Zusammenarbeit ist auch notwendig in der Auseinandersetzung mit dem pseudo-religiösen Radikalismus gegen säkulare Weltordnungen und alle Arten von Terrorismus und weltanschaulichen Zivilisationskonflikten. Konkurrenz bedeutet die kreative und kritisch rationale Suche nach besseren Problemlösungen für die Menschen über die Leistungsfähigkeit von besseren Wirtschaftsordnungen, Gesellschaftsordnungen und Leistungen in Forschung und technischem Fortschritt.
In Anlehnung an Gedanken wie schon einst von Aristoteles bis heute von Friedemann Schulz von Thun dargelegt, tragen dazu vier operativ wirksame Handlungsstränge bei:
- Vertrauen bei Vorsicht
Ohne Vertrauen als in die Zukunft gerichtete Investitionen ist keine gedeihliche Entwicklung zwischen den Ländern möglich. Vertrauen reduziert die vielfältigen Komplexitäten, die Unsicherheiten und die nicht kalkulierbaren Risiken zwischen den Ländern. Vertrauen heißt aber begründete Verlässlichkeit bei der nötigen Vorsicht. Da ist für Naivität kein Platz.
Nun darf aber auch die Vorsicht nicht als paranoides Misstrauen die Partnerschaft blockieren. Insofern müssen misstrauische Menschen auch Vertrauen lernen und erarbeiten im permanenten Umgang und Austausch.

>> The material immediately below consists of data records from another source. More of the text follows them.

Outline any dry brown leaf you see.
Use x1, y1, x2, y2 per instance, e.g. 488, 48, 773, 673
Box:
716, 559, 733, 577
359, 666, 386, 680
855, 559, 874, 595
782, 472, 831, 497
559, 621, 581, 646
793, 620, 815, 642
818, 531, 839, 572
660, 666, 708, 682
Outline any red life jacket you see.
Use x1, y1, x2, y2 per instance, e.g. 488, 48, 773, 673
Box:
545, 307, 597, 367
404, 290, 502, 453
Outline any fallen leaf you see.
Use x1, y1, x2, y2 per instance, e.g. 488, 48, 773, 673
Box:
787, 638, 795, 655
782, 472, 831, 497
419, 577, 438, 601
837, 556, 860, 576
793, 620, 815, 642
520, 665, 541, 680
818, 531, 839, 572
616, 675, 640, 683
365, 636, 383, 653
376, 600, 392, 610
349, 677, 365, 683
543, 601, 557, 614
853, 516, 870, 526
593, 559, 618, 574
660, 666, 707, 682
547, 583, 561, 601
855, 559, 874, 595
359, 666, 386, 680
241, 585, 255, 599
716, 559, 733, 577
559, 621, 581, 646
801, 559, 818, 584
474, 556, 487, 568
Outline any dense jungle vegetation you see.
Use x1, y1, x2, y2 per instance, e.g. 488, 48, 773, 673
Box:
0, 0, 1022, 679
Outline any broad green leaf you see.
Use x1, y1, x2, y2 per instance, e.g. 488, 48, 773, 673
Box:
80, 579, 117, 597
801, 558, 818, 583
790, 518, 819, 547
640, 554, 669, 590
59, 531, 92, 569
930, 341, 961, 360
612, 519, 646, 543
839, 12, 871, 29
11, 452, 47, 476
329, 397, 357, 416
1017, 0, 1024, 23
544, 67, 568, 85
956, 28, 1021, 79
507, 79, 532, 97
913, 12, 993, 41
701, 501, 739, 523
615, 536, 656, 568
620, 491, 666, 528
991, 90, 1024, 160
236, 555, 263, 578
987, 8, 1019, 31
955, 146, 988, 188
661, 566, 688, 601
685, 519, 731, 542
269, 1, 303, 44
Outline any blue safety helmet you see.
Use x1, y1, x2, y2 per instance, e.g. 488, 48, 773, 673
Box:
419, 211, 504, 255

- Akzeptanz bei Konfrontation
Partner respektieren und akzeptieren einander, ohne alles naiv zu tolerieren. Akzeptierung braucht Offenheit und die Konfrontation bei offensichtlich vorliegendem Dissens. Aber Konfrontation darf nicht zur Missachtung bis zu feindseliger Vernichtung verkommen. Ebenso bedeutet Akzeptierung nicht „Friedhöflichkeit“, sondern die Fähigkeit in der Konfrontation mit der Kunst der Dialogik als der Kompetenz, aufmerksam und empfänglich zuzuhören und empathisch zu kommunizieren.
- Verbundenheit bei Unabhängigkeit
Partnerschaft gründet auf einer inneren Verbundenheit bei gleichzeitiger innerer Unabhängigkeit und Selbstständigkeit. Die Unabhängigkeit darf aber nicht in ein schizoides Verhalten oder gar in die Isolierung abdriften. Eigenständigkeit muss die Verbundenheit auch täglich leben, indem wir gemeinsam nach den besseren Lösungen und nicht nach Schuldigen suchen. Ebenso sind einseitige Unterwerfung oder symbiotische Verschmelzung in der Kooperation keine echte Verbundenheit.
- Konzept bei Flexibilität
Auf diesen drei Beinen ist das vierte Coopetition-Bein leicht zu gestalten. Die Zusammenarbeit zwischen Deutschland und Russland braucht nun noch ein klares Konzept, einen Fahrplan als eine diskursive im Konsens gemeinsam entwickelte politische Roadmap.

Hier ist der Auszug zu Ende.